On Dec. 17, Ms. Hobbs and Mr. Yakopin were married before 120 guests at Mint Springs Farm in Nolensville, Tenn. Hannah and Rachel Hobbs, in floor length black velvet dresses, were both maids of honor. Mr. Hobbs walked his daughter down a candlelit, flowered aisle to the Rev. Mark A. Stewart, a retired Methodist pastor that the Hobbs sisters know from childhood.

Ms. Hobbs, in a full-skirted strapless wedding gown with a train, and Mr. Yakopin, in a black tuxedo, wrote their own vows and exchanged them out of earshot, before the traditional ceremony. “In a sense, we’re both private people,” Ms. Hobbs said.

Before Rev. Stewart pronounced them married, Mr. Yakopin’s sisters serenaded the wedding party with the contemporary Christian hit “In Christ Alone.” Their harmonies, like the couple they were singing for, came together effortlessly.


When Dec. 17, 2022

Where Mint Springs Farm, Nolensville, Tenn.

Off Duty The couple took a break from entertaining at a post-wedding reception.
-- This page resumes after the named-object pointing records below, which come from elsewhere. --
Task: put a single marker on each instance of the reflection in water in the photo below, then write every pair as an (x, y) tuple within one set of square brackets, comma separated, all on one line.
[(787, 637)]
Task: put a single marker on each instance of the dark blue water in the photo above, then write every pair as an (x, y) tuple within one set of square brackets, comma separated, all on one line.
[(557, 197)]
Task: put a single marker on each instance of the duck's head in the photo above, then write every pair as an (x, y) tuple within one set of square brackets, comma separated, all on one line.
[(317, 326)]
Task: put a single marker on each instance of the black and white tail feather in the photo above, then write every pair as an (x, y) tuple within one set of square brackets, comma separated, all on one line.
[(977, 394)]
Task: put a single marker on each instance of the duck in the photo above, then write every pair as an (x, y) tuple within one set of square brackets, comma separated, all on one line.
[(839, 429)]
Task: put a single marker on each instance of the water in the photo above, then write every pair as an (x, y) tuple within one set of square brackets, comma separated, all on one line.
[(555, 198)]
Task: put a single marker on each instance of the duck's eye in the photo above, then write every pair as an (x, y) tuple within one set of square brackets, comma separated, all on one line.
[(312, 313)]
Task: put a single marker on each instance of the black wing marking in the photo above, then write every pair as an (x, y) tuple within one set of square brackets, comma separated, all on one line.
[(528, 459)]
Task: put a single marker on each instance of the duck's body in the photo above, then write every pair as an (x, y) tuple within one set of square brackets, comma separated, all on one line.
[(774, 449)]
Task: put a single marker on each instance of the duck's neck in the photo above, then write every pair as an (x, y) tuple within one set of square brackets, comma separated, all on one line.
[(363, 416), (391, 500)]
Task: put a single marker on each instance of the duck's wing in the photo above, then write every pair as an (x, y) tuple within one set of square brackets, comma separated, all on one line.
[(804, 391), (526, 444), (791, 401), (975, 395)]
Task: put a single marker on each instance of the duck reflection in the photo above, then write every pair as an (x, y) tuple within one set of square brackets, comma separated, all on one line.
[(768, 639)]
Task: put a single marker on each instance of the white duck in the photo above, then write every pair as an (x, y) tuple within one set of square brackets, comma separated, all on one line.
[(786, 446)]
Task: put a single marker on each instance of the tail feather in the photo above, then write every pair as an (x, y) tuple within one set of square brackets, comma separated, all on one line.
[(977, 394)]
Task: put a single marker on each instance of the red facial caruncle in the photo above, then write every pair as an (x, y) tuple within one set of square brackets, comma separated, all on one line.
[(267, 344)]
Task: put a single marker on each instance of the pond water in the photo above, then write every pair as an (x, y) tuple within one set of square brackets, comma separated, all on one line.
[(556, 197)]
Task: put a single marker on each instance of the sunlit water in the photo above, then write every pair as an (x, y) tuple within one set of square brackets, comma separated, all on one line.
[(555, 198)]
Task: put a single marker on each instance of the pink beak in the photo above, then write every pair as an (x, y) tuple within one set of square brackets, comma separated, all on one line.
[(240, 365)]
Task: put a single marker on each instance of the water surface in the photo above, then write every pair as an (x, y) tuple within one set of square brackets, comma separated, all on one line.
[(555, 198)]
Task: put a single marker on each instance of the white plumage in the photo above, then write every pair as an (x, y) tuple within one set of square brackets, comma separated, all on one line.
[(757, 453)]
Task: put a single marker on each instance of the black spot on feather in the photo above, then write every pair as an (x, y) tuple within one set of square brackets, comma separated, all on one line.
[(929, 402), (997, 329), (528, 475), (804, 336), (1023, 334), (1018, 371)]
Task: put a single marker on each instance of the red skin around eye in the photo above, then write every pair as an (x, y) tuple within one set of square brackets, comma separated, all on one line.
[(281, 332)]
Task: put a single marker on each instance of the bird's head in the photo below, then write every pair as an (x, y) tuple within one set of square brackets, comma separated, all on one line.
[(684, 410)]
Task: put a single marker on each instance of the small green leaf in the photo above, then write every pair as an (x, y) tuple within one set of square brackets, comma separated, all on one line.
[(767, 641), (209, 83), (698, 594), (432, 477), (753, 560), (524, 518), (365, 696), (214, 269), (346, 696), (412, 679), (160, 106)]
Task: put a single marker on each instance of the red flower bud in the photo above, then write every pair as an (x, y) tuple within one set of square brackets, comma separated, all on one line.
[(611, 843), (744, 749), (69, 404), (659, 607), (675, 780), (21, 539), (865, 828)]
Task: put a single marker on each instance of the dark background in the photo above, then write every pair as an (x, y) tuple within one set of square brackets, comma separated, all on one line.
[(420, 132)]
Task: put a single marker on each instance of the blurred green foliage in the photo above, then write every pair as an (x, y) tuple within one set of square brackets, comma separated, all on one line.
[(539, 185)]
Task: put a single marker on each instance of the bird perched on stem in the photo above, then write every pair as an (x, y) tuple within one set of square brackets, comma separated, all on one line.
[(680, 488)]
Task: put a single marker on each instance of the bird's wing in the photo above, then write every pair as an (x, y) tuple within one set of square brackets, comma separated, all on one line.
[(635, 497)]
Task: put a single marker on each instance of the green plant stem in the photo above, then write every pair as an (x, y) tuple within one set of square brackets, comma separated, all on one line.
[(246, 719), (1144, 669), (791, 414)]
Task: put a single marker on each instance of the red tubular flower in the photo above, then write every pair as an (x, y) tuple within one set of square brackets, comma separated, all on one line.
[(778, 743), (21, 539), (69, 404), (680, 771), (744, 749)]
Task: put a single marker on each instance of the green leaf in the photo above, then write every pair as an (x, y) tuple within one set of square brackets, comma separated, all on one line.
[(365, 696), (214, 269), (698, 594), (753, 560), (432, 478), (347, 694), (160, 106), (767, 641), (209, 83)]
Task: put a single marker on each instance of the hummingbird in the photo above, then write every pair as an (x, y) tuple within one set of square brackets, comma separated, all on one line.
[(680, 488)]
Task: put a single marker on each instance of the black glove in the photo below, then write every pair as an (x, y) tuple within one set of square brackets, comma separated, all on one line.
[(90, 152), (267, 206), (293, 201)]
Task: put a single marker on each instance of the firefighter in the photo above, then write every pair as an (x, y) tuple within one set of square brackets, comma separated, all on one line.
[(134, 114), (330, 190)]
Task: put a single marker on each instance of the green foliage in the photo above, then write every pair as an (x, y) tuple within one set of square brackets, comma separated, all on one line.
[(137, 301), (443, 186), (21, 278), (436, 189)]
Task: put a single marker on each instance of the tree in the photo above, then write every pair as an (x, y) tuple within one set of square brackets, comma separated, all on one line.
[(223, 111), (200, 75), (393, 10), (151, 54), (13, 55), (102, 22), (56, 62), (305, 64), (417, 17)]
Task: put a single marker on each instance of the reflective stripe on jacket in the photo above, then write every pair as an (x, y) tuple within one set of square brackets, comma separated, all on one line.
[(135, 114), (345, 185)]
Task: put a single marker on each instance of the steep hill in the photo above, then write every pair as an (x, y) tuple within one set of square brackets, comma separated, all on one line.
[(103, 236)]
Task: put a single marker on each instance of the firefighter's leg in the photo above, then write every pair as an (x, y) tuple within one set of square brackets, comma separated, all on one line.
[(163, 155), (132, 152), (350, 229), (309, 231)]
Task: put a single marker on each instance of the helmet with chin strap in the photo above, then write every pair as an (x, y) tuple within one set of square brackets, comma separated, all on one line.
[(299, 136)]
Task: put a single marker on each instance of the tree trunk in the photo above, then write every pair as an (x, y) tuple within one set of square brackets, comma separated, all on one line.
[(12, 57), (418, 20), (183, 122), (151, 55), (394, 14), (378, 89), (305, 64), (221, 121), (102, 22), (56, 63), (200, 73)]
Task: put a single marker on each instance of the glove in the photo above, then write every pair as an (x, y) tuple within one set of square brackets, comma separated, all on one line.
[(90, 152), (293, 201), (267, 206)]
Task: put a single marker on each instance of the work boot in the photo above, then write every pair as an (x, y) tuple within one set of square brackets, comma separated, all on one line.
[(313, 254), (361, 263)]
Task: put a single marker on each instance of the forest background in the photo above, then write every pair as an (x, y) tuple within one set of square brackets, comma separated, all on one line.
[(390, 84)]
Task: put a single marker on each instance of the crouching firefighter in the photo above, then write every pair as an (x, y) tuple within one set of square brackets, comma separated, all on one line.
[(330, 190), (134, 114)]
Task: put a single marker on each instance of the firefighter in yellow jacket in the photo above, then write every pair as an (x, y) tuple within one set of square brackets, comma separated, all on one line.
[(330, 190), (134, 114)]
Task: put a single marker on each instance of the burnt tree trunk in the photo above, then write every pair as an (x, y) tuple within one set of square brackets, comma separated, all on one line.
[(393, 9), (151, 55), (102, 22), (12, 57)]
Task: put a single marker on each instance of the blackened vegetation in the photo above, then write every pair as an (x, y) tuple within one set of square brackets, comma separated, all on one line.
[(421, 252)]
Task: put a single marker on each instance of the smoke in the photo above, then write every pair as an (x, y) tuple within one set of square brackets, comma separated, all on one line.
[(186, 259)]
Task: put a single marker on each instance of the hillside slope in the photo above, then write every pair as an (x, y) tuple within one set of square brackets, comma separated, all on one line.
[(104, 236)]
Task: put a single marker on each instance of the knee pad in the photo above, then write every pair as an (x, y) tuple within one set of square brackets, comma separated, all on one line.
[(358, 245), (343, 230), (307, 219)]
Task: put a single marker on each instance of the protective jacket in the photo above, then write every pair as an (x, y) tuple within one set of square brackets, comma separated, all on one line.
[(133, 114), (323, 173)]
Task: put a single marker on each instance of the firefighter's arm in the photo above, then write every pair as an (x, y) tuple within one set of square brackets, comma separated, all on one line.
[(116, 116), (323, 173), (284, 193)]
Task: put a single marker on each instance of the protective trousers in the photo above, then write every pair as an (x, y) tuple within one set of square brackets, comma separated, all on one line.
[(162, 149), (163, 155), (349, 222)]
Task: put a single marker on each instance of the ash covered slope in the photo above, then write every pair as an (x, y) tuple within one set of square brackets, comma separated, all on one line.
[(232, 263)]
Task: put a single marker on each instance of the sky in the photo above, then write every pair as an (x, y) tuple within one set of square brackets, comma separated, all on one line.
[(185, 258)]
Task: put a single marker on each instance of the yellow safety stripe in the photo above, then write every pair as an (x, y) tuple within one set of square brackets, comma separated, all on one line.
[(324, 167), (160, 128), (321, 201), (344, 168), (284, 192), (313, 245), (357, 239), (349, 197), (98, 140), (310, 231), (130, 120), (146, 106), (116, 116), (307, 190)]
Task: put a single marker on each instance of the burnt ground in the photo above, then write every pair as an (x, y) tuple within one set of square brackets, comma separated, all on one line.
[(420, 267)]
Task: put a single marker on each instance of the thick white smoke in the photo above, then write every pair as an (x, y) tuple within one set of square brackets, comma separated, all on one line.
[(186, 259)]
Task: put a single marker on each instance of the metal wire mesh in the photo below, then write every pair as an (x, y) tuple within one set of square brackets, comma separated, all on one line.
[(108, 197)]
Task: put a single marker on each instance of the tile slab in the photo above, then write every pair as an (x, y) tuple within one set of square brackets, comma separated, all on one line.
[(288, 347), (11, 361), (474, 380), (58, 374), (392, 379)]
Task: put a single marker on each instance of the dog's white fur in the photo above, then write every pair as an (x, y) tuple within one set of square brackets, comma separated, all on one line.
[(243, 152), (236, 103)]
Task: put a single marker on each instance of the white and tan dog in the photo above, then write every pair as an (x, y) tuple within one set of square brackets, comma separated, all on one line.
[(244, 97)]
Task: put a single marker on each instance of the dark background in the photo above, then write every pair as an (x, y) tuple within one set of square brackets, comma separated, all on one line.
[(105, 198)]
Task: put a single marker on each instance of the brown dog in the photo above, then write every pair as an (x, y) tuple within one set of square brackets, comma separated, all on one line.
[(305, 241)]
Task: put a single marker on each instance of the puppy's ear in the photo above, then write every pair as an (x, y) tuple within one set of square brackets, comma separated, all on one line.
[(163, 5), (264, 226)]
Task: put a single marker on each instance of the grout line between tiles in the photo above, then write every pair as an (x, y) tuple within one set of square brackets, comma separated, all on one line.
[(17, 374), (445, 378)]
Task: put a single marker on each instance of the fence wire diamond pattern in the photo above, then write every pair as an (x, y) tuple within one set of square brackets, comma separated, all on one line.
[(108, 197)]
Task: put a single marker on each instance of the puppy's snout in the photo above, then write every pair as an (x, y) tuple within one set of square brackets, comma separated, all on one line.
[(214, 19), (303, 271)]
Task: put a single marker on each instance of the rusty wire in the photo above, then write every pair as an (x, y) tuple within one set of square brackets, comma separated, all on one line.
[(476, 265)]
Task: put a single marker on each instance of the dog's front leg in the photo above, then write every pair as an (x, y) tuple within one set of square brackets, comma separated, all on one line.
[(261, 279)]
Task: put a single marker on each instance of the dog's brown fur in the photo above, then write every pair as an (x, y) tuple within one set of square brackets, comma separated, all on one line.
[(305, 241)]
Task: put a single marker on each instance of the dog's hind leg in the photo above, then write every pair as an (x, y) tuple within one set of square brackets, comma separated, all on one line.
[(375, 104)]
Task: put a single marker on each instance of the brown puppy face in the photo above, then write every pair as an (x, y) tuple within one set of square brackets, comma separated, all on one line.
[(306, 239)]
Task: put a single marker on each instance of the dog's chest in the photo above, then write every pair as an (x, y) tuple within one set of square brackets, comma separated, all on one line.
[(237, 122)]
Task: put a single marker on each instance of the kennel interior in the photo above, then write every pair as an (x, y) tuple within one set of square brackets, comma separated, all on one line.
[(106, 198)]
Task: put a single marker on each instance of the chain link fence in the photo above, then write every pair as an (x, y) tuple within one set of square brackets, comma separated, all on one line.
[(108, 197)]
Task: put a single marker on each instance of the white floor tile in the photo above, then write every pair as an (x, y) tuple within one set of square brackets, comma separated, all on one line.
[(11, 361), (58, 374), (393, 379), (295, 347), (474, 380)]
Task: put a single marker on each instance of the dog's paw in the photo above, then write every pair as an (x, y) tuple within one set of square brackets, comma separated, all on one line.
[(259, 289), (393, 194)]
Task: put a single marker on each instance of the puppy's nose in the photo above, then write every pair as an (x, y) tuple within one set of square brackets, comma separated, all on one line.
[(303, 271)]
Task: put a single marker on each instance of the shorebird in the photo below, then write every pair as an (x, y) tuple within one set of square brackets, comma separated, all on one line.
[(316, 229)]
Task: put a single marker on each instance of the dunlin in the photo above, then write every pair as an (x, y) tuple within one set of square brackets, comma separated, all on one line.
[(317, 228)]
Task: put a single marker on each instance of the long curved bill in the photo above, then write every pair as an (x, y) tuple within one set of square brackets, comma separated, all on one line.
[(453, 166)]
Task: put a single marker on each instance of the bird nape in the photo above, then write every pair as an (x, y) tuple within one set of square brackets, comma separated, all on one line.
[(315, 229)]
Their first dance was to Matt Stell’s “Prayed For You.”

Still Close The day after the wedding, Ms. Hobbs moved out of the Nashville home she shared with her sisters (Rachel Hobbs had moved to Nashville a little after the twins) and into the house Mr. Yakopin started renting in 2020.

The Climb Milestones on the Hobbs Sisters journey to becoming country hitmakers have included opening for Charlie Daniels and Lady A.